Create a New Project#

This section will show you how to a create a new Dagster project and organize your files as you build larger and larger jobs. Dagster comes with a convenient CLI command for generating a project skeleton, but you can also choose to organize your files differently as your project evolves.

If you're completely new to Dagster, we recommend that you visit our Tutorial to learn all the basic concepts of Dagster.

Generating a Project Skeleton#

If you're just starting a new Dagster project, the CLI command dagster new-project will generate a project skeleton with boilerplate code for development and testing. If you have dagster installed in your Python environment, then you can run the following shell command to generate a Dagster project called PROJECT_NAME:

dagster new-project PROJECT_NAME
cd PROJECT_NAME

The newly generated PROJECT_NAME directory is in fact a fully functioning Python package and can be installed with pip. A workspace.yaml file is also created that tells Dagit to load your code from this package. See the Workspaces page for more information on how to tell Dagster how to load your code.

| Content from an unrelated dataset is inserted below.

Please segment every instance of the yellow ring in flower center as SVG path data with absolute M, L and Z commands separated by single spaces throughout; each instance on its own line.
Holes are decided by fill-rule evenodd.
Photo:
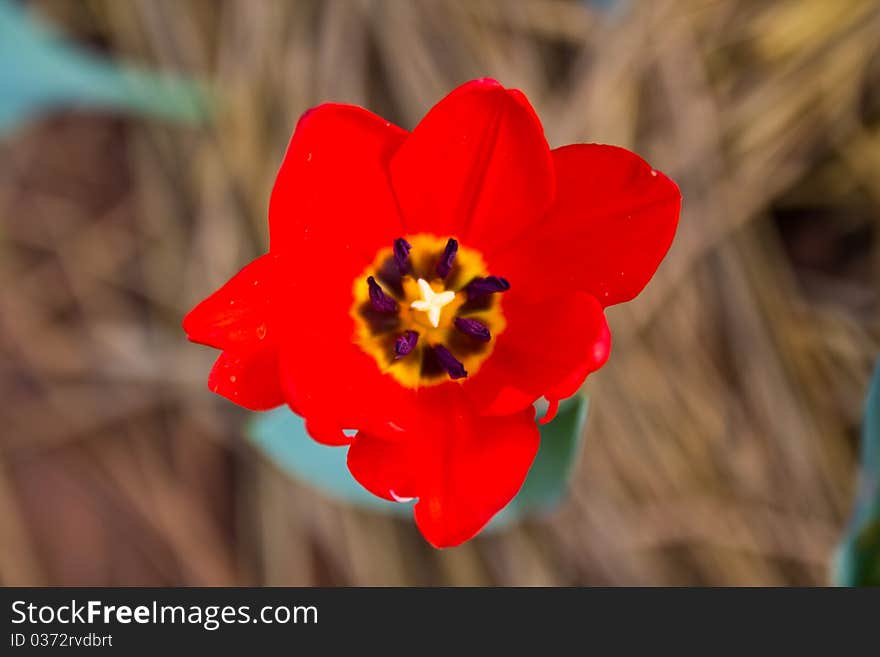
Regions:
M 459 247 L 449 273 L 441 277 L 438 264 L 447 248 L 447 239 L 419 234 L 407 237 L 406 241 L 412 248 L 404 274 L 400 273 L 394 249 L 388 247 L 380 250 L 375 260 L 355 277 L 351 307 L 354 340 L 375 359 L 382 372 L 408 388 L 450 380 L 439 365 L 435 350 L 448 350 L 464 366 L 467 375 L 473 376 L 492 353 L 495 338 L 505 328 L 501 295 L 474 297 L 465 290 L 468 283 L 487 276 L 483 258 L 473 249 Z M 393 309 L 377 309 L 370 297 L 370 277 L 381 287 L 387 297 L 385 302 Z M 484 326 L 491 339 L 480 339 L 461 330 L 463 321 Z M 400 355 L 395 344 L 410 331 L 418 334 L 418 341 L 411 351 Z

Here's a breakdown of the files and directories that are generated:

File/DirectoryDescription
PROJECT_NAME/A Python package that contains code for your new Dagster repository
PROJECT_NAME_tests/A Python package that contains tests for PROJECT_NAME
workspace.yamlA file that specifies the location of your code for Dagit and the Dagster CLI. Visit the Workspaces overview for more details.
README.mdA description and guide for your new code repository
setup.pyA build script with Python package dependencies for your new code repository

Inside of the directory PROJECT_NAME/, the following files and directories are generated:

File/DirectoryDescription
PROJECT_NAME/ops/A Python package that contains OpDefinitions, which represent individual units of computation
PROJECT_NAME/jobs/A Python package that contains JobDefinitions, which are built up from ops
PROJECT_NAME/schedules/A Python package that contains ScheduleDefinitions, to trigger recurring job runs based on time
PROJECT_NAME/sensors/A Python package that contains SensorDefinitions, to trigger job runs based on external state
PROJECT_NAME/repository.pyA Python module that contains a RepositoryDefinition, to specify which jbos, schedules, and sensors are available in your repository

This file structure is a good starting point and suitable for most Dagster projects. As you build more and more jobs, you may eventually find your own way of structuring your code that works best for you.

Local Development#

  1. Install your repository as a Python package. By using the --editable flag, pip will install your repository in "editable mode" so that as you develop, local code changes will automatically apply.
pip install --editable .
  1. Start the Dagit process. This will start a Dagit web server that, by default, is served on http://localhost:3000.
dagit

The Dagit process automatically uses the file workspace.yaml to find your repositories, from which Dagster will load your jobs, schedules, and sensors. To see how you can customize the Dagit process, run dagit --help.

  1. (Optional) If you want to enable Dagster Schedules or Sensors for your jobs, start the Dagster Daemon process in a different shell or terminal:
dagster-daemon run

Once your Dagster Daemon process is running, you should be able to enable schedules and sensors for your Dagster jobs.

Local Testing#

Once you have created a new Dagster repository with the CLI command dagster new-project, you can find tests in PROJECT_NAME_tests, where PROJECT_NAME is the name of your project. You can run all of your tests with the following command:

pytest PROJECT_NAME_tests

As you create Dagster ops and jobs, add tests in PROJECT_NAME_tests/ to check that your code behaves as desired and does not break over time.

For hints on how to write tests for ops and jobs in Dagster, see our documentation tutorial on Testing.

Deployment#

Once your Dagster project is ready, visit the Deployment Guides to learn how to run Dagster in production environments, such as Docker, Kubernetes, AWS EC2, etc.